Dupont, who is COO at Fairfax subsidiary Allied World, noted in the latest Close Quarter episode that the impact of social inflation over the last decade has led to elevated insured losses, which ultimately hurts buyers through increased pricing.
“Insurance carriers have to stay ahead of those loss cost trends,” he said. “We have to price our products slightly above what our loss expenses are in order to stay in business. And those loss expenses get put into the price of insurance and it gets passed on to consumers.”
Franzetti, who is head of P&C business management for the Americas at Swiss Re, identified four factors contributing to social inflation: the plaintiffs’ bar evolving over the past decade to become more strategic and coordinated across the US; litigation funding entering the picture; a change in culture leading to increased anti-corporate sentiment; and legal advertising doubling over the past decade to more than $1bn last year.
“All of these factors come together and they can lead to increasing loss costs and increasing combined ratios. We’re particularly feeling it in the umbrella and excess space,” Franzetti said.
Franzetti, who in her role at Swiss Re leads the P&C reinsurance claims group for the US, said that social inflation is leading to increasing numbers of nuclear verdicts.
It is also being seen in increasing frequency of other verdicts that are more in the multi-million-dollar range. “But they’re bigger than they’ve been in the past, and they’re also beyond the reasonable value of the loss,” she said.
A “refreshed approach” is needed
The executives suggested the industry needs a change in mindset to combat social inflation.
“We’re requiring a refreshed approach,” said Franzetti. “We need to do things differently than we’ve done in the past.”
She elaborated that potential actions can be divided into those that can be done before a loss happens and those that can be done after a loss.
One of the actions that can be taken before losses occur is to watch what is happening with legal advertising, as this can give an idea of which states losses might occur in and who lawyers are targeting.
Franzetti said that legal advertising generally precedes filings by about six to 12 months. “If you see advertising increasing in frequency that generally means it’s working, because there are aggregator companies and firms and their job is to accumulate plaintiffs,” she said.
Once a claim is happening, Franzetti said there are trial strategies that can be utilised.
“I would start with: what’s our story?” she said. “The defence needs to tell a story. We traditionally chip away at the plaintiff’s story but don’t offer one of our own and that actually is a little bit difficult to follow for jurors and doesn’t lend itself to connection.”
Franzetti advised anchoring juries and mediators with a number, which is something carriers are often reluctant to do.
“We have often traditionally been afraid to give a number on the defence side, thinking that it implies liability,” she said. “But what happens is the plaintiffs’ attorneys are offering numbers and they’re priming the jurors, the judges and the mediators through this process to get accustomed to some big numbers.
“By the time the defence even offers the number, we’ve already lost them.”
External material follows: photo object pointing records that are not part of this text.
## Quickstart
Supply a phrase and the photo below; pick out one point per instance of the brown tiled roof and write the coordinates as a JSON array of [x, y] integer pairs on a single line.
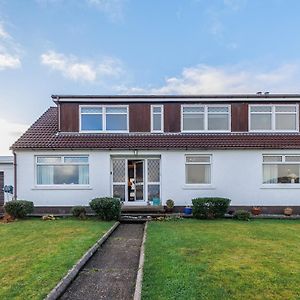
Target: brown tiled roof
[[43, 134]]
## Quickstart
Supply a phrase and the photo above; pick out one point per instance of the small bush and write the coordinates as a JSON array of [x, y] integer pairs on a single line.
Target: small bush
[[242, 215], [106, 208], [79, 212], [19, 208], [210, 208]]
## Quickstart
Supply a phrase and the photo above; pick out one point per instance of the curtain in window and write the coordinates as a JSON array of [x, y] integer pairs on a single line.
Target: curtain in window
[[83, 175], [270, 174], [45, 174]]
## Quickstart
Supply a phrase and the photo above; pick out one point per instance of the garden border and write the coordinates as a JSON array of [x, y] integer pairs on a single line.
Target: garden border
[[139, 277], [57, 291]]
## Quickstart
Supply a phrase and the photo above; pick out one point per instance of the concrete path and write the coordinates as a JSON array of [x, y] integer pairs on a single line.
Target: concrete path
[[111, 272]]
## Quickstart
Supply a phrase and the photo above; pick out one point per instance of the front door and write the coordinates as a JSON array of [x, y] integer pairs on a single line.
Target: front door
[[135, 180], [139, 180], [1, 188]]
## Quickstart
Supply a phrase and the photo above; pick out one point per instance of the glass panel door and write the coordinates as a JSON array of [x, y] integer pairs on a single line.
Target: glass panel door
[[153, 178], [139, 180], [119, 178]]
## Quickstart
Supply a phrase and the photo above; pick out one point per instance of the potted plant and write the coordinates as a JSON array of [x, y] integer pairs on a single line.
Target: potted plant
[[169, 205], [288, 211], [255, 210]]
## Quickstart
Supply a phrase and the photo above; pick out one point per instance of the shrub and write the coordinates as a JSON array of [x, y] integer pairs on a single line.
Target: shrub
[[210, 208], [106, 208], [242, 215], [79, 212], [19, 208]]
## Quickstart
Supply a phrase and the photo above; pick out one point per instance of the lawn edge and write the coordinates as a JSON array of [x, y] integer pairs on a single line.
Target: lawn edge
[[62, 285], [140, 273]]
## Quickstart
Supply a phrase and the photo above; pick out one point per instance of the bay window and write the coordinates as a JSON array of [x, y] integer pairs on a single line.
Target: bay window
[[104, 119], [281, 169], [198, 169], [273, 118], [62, 170], [196, 118]]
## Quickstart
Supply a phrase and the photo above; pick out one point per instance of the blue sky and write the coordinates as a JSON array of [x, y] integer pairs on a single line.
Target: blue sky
[[133, 46]]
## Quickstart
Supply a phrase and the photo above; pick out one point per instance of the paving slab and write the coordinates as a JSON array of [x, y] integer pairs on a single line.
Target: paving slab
[[111, 272]]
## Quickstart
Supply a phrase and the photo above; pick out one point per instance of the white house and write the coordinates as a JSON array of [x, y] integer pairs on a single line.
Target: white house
[[6, 177], [243, 147]]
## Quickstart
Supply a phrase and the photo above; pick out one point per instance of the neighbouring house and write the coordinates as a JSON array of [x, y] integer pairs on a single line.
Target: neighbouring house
[[244, 147], [6, 179]]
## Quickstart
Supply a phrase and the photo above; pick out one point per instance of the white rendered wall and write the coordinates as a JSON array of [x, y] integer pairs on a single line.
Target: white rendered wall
[[236, 174], [8, 170]]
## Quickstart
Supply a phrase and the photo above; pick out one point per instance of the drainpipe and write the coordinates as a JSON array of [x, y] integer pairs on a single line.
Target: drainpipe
[[15, 176]]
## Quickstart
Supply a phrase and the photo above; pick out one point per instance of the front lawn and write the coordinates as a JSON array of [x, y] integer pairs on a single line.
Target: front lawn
[[36, 254], [222, 259]]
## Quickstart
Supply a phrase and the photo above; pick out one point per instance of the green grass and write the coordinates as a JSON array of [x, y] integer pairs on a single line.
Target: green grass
[[36, 254], [222, 259]]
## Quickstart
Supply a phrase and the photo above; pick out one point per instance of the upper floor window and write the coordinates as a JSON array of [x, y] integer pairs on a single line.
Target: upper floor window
[[157, 118], [104, 118], [273, 118], [62, 170], [205, 118], [281, 169]]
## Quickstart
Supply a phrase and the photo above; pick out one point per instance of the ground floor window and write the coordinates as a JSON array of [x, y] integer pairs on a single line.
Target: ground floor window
[[281, 169], [62, 170], [198, 169]]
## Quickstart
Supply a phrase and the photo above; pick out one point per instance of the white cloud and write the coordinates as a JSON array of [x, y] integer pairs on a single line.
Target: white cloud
[[9, 133], [72, 68], [8, 61], [235, 4], [9, 51], [112, 8], [203, 79]]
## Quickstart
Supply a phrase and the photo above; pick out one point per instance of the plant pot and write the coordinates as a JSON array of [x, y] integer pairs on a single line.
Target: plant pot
[[256, 211], [187, 210], [288, 211]]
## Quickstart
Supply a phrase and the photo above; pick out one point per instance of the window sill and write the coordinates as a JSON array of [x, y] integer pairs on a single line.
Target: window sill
[[198, 187], [62, 187], [281, 186]]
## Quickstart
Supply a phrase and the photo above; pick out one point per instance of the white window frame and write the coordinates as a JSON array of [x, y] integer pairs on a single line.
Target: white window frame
[[104, 107], [282, 162], [273, 117], [62, 157], [206, 106], [162, 117], [198, 163]]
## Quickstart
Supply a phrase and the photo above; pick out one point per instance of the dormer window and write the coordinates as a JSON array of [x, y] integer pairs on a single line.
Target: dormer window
[[197, 118], [157, 118], [273, 118], [104, 118]]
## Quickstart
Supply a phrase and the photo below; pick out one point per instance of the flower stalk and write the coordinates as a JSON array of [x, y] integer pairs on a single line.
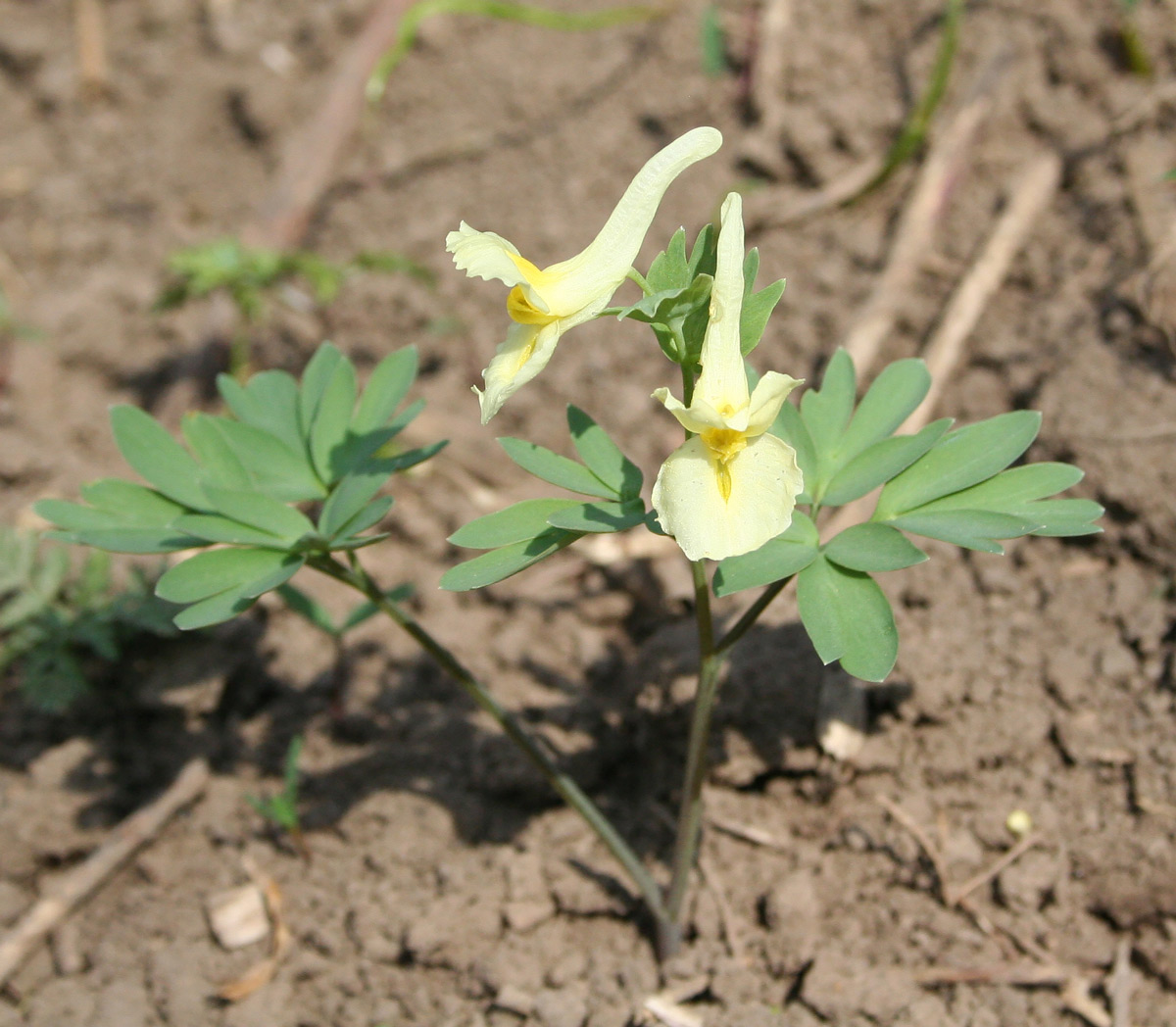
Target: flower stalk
[[358, 578]]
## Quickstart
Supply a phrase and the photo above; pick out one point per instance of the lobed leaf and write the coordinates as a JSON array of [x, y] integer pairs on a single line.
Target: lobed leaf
[[871, 547], [599, 516], [247, 570], [970, 528], [891, 399], [848, 617], [156, 456], [603, 457], [826, 411], [515, 523], [962, 459], [263, 512], [556, 469], [880, 463], [787, 555], [500, 563], [386, 389], [332, 421]]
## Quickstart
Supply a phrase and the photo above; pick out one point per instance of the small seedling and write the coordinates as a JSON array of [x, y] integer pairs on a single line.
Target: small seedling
[[252, 275], [282, 808], [750, 488]]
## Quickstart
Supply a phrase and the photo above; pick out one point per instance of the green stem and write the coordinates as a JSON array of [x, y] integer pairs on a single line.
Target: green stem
[[689, 821], [633, 274], [752, 614], [359, 579]]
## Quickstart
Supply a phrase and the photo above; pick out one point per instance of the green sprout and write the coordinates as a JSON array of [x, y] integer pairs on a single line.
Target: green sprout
[[59, 627], [251, 275], [282, 808], [504, 11]]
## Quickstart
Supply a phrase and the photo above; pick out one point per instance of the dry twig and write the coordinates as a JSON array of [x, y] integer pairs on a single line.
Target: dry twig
[[1121, 985], [916, 226], [79, 882], [311, 156], [761, 145], [262, 973], [1032, 194], [93, 68]]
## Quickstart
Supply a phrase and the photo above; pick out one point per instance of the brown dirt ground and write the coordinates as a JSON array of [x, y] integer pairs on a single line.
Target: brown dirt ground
[[444, 878]]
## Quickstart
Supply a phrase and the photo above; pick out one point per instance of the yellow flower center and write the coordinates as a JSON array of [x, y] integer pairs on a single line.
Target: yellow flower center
[[523, 311], [724, 445]]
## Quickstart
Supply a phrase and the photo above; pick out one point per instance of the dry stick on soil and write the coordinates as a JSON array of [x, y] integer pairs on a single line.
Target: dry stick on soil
[[93, 69], [915, 232], [1121, 985], [79, 882], [311, 156], [1032, 194], [762, 145]]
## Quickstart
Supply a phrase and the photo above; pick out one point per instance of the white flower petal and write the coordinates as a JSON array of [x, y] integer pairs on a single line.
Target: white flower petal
[[485, 254], [723, 379], [764, 481], [518, 358], [601, 269]]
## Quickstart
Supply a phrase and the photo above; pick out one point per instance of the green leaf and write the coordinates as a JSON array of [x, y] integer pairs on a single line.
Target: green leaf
[[369, 515], [970, 528], [220, 569], [386, 388], [499, 563], [893, 397], [217, 528], [603, 456], [669, 269], [515, 523], [961, 459], [221, 465], [712, 42], [787, 555], [156, 456], [217, 609], [133, 504], [347, 499], [791, 427], [332, 420], [826, 411], [1009, 488], [259, 511], [880, 463], [554, 468], [144, 541], [848, 617], [368, 609], [316, 377], [873, 547], [273, 465], [269, 401], [599, 516], [758, 306], [309, 609], [1063, 516]]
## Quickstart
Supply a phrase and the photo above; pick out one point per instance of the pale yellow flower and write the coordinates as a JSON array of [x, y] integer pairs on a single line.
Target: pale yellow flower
[[732, 486], [546, 304]]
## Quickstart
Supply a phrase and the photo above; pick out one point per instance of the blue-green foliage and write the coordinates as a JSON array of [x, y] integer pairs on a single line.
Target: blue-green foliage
[[940, 483], [241, 479]]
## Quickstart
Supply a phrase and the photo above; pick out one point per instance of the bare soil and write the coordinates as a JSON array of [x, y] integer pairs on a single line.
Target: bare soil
[[446, 886]]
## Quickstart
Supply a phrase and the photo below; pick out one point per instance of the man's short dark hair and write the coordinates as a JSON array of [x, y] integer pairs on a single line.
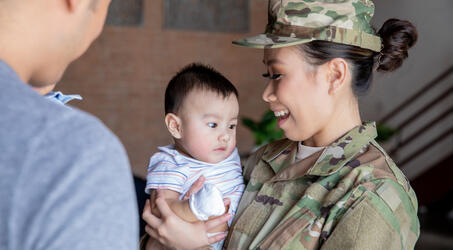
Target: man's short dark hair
[[195, 76]]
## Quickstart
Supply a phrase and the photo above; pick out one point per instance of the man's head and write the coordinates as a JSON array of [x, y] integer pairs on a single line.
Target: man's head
[[201, 108], [43, 36]]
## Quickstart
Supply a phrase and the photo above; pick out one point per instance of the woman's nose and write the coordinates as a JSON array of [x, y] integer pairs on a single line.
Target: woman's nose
[[268, 94]]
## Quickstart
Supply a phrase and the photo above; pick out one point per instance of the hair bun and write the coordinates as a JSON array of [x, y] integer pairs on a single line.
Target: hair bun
[[397, 37]]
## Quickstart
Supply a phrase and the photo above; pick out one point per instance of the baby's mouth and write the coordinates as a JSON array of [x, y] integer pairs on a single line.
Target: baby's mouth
[[282, 115]]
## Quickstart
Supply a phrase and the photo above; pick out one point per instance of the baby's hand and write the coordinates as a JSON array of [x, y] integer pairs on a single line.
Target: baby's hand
[[207, 202]]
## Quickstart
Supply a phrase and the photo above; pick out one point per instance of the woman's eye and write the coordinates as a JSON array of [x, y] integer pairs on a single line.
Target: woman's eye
[[212, 124]]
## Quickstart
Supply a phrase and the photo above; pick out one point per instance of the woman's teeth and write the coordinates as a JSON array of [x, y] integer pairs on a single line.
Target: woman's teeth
[[281, 114]]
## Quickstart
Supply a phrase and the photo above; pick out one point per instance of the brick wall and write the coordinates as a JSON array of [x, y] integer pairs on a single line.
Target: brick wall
[[123, 75]]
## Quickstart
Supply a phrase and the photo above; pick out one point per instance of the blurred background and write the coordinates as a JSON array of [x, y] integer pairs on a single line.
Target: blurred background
[[123, 76]]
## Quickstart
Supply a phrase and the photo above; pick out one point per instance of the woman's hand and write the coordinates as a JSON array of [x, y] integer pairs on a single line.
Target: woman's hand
[[174, 232]]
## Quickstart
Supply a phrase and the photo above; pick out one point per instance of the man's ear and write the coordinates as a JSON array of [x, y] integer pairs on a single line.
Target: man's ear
[[338, 73], [73, 5], [173, 123]]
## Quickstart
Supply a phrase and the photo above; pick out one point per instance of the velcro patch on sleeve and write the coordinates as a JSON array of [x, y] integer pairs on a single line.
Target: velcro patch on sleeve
[[389, 195]]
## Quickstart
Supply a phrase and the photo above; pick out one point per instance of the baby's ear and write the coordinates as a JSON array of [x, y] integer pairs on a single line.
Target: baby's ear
[[173, 123]]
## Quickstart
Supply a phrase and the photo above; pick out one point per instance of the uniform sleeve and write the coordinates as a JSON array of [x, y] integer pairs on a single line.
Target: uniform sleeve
[[383, 219], [165, 173], [76, 192]]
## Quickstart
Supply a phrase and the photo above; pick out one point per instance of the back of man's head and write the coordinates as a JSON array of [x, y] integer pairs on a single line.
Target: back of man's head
[[41, 37]]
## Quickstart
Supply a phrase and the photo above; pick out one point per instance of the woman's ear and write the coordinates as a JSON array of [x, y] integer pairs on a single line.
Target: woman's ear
[[173, 123], [338, 73]]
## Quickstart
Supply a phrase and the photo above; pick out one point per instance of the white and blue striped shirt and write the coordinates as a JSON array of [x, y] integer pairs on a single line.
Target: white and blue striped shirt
[[168, 169]]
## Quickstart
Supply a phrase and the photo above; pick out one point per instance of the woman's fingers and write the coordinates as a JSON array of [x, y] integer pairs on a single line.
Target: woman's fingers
[[215, 238], [151, 232], [226, 203], [196, 186], [212, 223], [147, 216]]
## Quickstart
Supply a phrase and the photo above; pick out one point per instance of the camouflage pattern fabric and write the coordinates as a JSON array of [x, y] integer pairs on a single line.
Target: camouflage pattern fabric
[[349, 196], [292, 22]]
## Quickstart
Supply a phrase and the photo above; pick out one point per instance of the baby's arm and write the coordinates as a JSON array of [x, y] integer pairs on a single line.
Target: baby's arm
[[180, 207]]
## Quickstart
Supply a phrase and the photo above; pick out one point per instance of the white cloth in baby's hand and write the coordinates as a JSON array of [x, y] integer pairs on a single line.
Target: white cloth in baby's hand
[[207, 202]]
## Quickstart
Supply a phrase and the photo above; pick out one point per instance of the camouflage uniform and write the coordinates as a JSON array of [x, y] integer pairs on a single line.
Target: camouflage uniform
[[349, 196]]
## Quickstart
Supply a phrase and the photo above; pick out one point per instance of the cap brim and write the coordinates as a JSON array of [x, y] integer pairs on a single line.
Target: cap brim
[[263, 41]]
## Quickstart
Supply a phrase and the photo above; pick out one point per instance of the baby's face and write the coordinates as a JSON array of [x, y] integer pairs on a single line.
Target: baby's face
[[208, 125]]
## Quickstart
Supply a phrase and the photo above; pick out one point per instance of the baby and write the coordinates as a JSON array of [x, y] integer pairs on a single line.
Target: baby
[[201, 113]]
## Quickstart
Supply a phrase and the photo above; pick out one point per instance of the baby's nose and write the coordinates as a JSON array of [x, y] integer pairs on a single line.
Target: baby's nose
[[224, 137]]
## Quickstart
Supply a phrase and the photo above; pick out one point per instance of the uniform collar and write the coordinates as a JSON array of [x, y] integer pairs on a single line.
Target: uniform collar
[[332, 158]]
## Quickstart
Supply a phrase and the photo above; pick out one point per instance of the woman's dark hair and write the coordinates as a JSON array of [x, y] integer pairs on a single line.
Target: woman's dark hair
[[195, 76], [397, 37]]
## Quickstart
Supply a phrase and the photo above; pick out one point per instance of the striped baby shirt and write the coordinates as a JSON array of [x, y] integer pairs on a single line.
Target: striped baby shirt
[[168, 169]]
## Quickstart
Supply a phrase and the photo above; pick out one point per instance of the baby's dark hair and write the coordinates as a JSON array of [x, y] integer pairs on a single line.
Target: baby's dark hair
[[195, 76]]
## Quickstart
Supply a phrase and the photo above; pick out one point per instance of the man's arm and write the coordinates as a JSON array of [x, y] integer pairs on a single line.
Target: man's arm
[[75, 191]]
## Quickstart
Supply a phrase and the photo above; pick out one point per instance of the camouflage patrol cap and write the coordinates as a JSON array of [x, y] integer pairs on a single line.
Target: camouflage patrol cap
[[292, 22]]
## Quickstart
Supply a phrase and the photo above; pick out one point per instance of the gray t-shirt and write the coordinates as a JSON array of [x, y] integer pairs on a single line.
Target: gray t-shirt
[[65, 180]]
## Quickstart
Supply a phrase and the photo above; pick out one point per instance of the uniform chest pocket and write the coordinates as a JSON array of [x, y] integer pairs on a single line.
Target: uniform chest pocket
[[297, 232]]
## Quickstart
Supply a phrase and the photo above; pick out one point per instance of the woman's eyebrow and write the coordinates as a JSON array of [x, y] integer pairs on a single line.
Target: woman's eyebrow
[[273, 61]]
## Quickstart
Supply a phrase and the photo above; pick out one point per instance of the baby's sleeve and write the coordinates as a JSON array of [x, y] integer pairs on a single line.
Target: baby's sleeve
[[165, 173]]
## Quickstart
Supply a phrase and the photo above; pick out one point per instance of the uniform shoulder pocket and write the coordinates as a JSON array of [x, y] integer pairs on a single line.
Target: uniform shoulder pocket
[[364, 227]]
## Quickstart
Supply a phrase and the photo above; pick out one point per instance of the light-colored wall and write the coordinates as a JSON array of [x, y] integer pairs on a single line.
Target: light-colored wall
[[431, 56], [123, 75]]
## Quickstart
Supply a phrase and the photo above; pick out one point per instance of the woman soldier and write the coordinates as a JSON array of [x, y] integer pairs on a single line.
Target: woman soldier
[[329, 185]]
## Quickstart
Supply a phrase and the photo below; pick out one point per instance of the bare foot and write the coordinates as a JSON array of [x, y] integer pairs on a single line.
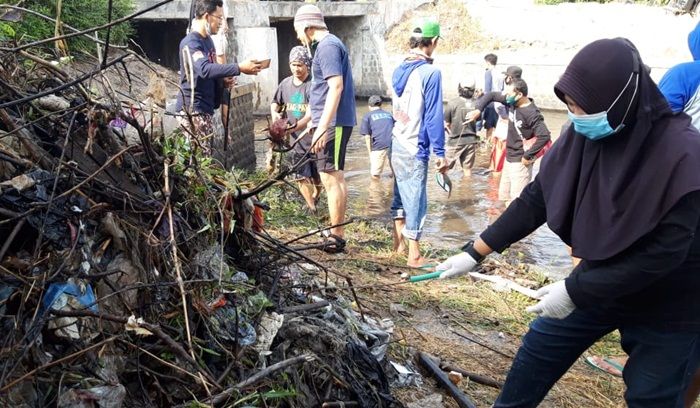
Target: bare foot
[[418, 263]]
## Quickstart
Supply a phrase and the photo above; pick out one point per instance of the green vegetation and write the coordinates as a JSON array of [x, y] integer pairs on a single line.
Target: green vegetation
[[649, 2], [79, 14]]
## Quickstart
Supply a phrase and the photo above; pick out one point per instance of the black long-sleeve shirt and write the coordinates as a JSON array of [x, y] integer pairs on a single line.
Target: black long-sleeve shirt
[[208, 74], [525, 123], [655, 281]]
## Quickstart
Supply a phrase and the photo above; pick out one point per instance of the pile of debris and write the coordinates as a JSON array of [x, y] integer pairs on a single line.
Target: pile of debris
[[137, 272]]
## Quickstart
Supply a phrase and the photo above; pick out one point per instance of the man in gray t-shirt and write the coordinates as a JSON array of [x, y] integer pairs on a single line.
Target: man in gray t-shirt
[[461, 136]]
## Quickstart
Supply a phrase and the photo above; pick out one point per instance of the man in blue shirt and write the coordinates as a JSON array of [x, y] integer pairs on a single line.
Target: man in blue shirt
[[419, 129], [376, 127], [332, 105], [202, 80]]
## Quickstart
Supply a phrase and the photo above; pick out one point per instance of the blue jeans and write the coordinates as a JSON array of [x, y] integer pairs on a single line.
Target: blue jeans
[[660, 366], [410, 179]]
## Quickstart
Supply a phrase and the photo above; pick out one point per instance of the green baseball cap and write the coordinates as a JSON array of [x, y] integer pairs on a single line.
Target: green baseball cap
[[429, 28]]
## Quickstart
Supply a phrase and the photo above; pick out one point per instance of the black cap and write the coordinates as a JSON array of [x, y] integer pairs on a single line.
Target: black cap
[[514, 71], [375, 100]]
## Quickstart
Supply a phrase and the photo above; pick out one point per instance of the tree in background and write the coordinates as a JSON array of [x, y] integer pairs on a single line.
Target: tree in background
[[79, 14]]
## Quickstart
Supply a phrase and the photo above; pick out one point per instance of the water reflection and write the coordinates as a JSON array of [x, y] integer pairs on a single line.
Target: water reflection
[[472, 205]]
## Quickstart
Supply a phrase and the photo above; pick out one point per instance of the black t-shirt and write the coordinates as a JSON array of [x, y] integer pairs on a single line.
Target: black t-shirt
[[653, 282], [524, 123], [455, 114], [295, 98]]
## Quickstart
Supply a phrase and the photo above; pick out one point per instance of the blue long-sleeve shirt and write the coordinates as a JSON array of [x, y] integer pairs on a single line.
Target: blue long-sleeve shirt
[[207, 74], [418, 109]]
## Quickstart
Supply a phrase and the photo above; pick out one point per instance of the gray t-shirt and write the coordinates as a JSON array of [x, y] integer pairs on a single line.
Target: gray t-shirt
[[455, 114]]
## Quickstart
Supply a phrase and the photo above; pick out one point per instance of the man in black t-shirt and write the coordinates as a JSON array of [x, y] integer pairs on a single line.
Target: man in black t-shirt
[[528, 137], [461, 135], [376, 127]]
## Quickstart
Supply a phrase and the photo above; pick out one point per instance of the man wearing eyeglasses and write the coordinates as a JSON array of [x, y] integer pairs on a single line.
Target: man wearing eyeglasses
[[202, 80]]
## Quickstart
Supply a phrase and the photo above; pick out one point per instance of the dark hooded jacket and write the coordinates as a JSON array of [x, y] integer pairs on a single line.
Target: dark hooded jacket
[[627, 204]]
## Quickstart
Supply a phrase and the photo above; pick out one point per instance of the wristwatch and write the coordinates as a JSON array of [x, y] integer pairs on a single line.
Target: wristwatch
[[469, 248]]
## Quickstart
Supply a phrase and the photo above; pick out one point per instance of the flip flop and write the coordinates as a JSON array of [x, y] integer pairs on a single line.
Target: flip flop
[[444, 182], [606, 364]]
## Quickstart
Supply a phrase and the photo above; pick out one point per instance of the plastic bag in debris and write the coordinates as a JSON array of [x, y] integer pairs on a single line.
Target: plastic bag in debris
[[210, 264], [405, 376], [69, 296], [373, 378], [223, 325], [58, 222], [58, 293], [267, 330], [103, 396], [22, 395]]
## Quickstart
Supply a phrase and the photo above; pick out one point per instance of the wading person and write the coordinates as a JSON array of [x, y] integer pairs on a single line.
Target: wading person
[[419, 127], [622, 187], [332, 104], [291, 101], [462, 138], [492, 83], [376, 127], [204, 90]]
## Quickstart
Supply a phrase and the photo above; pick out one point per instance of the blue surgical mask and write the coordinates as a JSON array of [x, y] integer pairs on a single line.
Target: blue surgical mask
[[596, 125]]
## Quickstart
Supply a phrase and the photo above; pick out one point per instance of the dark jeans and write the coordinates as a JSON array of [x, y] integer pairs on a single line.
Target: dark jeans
[[660, 366]]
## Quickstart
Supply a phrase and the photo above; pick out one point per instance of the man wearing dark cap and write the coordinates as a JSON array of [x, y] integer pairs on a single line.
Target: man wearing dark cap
[[376, 127], [462, 139], [511, 73], [419, 128], [332, 105], [291, 101], [498, 151], [492, 83], [528, 137], [202, 80]]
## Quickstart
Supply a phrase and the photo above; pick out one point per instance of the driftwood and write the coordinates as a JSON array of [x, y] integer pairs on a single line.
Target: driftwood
[[505, 283], [429, 363]]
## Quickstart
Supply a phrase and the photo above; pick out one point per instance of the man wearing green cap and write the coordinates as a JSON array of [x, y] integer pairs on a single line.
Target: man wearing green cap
[[332, 105], [417, 104]]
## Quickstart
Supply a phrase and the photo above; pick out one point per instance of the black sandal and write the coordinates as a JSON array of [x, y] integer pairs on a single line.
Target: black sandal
[[333, 244]]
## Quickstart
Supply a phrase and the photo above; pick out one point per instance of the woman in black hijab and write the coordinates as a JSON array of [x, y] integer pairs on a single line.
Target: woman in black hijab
[[621, 186]]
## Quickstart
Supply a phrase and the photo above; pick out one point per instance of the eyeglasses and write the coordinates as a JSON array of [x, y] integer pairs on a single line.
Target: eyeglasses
[[444, 182]]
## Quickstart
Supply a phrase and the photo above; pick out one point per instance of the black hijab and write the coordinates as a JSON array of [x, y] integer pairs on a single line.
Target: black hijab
[[602, 196]]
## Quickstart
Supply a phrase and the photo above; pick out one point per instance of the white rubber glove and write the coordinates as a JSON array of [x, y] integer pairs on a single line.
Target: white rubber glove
[[554, 301], [456, 265]]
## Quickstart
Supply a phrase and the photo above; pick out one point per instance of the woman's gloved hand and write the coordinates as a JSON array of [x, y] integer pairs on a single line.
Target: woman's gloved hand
[[456, 265], [555, 301]]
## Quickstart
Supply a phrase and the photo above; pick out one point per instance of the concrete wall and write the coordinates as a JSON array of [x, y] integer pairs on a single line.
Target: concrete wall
[[240, 151]]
Other pointers Franzetti provided include investing in witness preparation and finding out whether litigation funding is present in a case.
“We need to understand who all the parties are who might have an interest in the outcome,” she said.
Dupont stressed it is very important to “know who you are up against”.
“There are some very, very well-known plaintiffs’ attorneys that travel across the country. If you have the right defence counsel, they’re going to know that plaintiffs’ lawyer’s strategy and tactics. And know what jurisdictions you’re dealing with, know what court system you’re in.
“Pay attention to all the details – dot your i’s cross your t’s. Because you know the trial bar is going to do that, and they’re going to be gunning for you for the biggest number they can get.”